With Tommy La Stella and Mike Yastrzemski poised to hit at the top of the lineup, Dubon looks to once again be down near the bottom, likely just ahead of the pitcher, but the Giants see him stretching out their entire lineup this season with his new approach. Dubon said it's simple: He has fully bought in to this coaching staff's emphasis on looking for pitches you can drive and laying off ones you can't. His goal right now is to "do damage" at the plate and limit wasted at-bats.
"If I can't hit it out, I'm not swinging," he said.
The change in mindset actually locked in late last season, when Dubon became the Giants' everyday center fielder over the second half. Over the first 30 games of the season, Dubon had a .311 on-base percentage and slugged .324 with one homer. Over the final 30 games, he reached base at a .356 clip, slugged .438 and hit three homers.

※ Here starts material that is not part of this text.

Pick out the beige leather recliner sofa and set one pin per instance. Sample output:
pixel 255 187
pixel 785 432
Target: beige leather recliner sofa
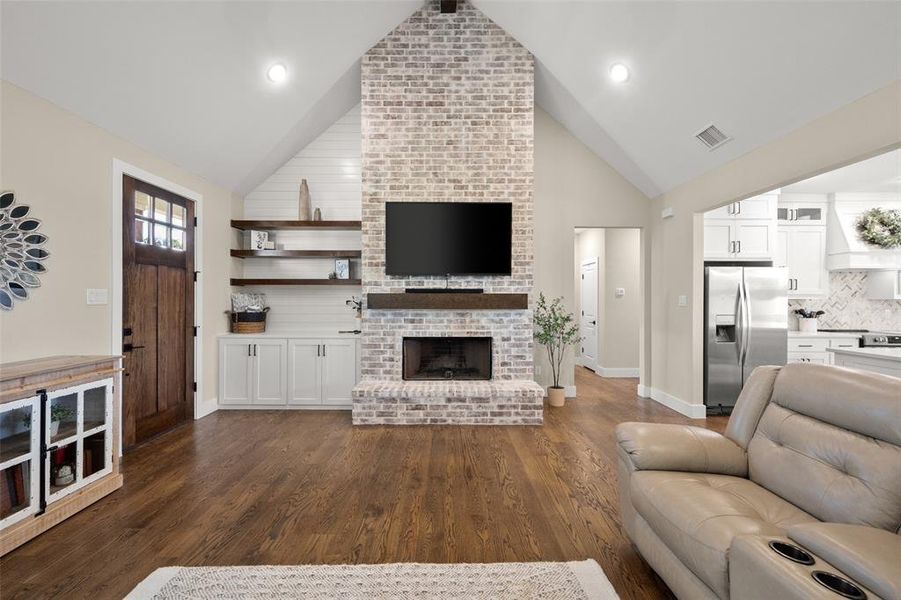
pixel 811 457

"We all kind of go through this as major leaguers. When he got up in 2019 he looked really good, and there tends to be an adjustment to you where you feel you take a step back," left fielder Alex Dickerson said. "We were seeing improvement from him in the 60-game season and I don't think you got to see him capitalize on it as much as he was going to. He's just kind of continued off of that.
"He's just in a good spot with his swing and how he's really driving the ball and seeing pitches this year. That's just kind of an adjustment with reps more than anything."
Dubon looks poised to get plenty of them this season, especially with the way the opening day roster is shaping up. None of the other center field options have jumped up and grabbed a job, so Dubon should once again start there against all lefties and a lot of righties. After tucking his infield glove away last September, Dubon has spent much of this spring doing drills with Brandon Crawford, and he's easily Kapler's best backup option at short.
Dubon could end up in the lineup as much as any Giant outside of Mike Yastrzemski, and he's ready for it. This is where the brawn comes in. Dubon added muscle to tap into more power, but he's also more physically ready to handle a 162-game season full of long at-bats, sprints in center, and throws from different positions.
"He's made physical improvements that we've talked about and that continue to be noticeable," Kapler said. "He's driving the baseball more. I think his legs are more underneath him with his throws across the diamond and with his athleticism in center field. He has just taken a lot of feedback over the course of the last calendar year and applied it really well."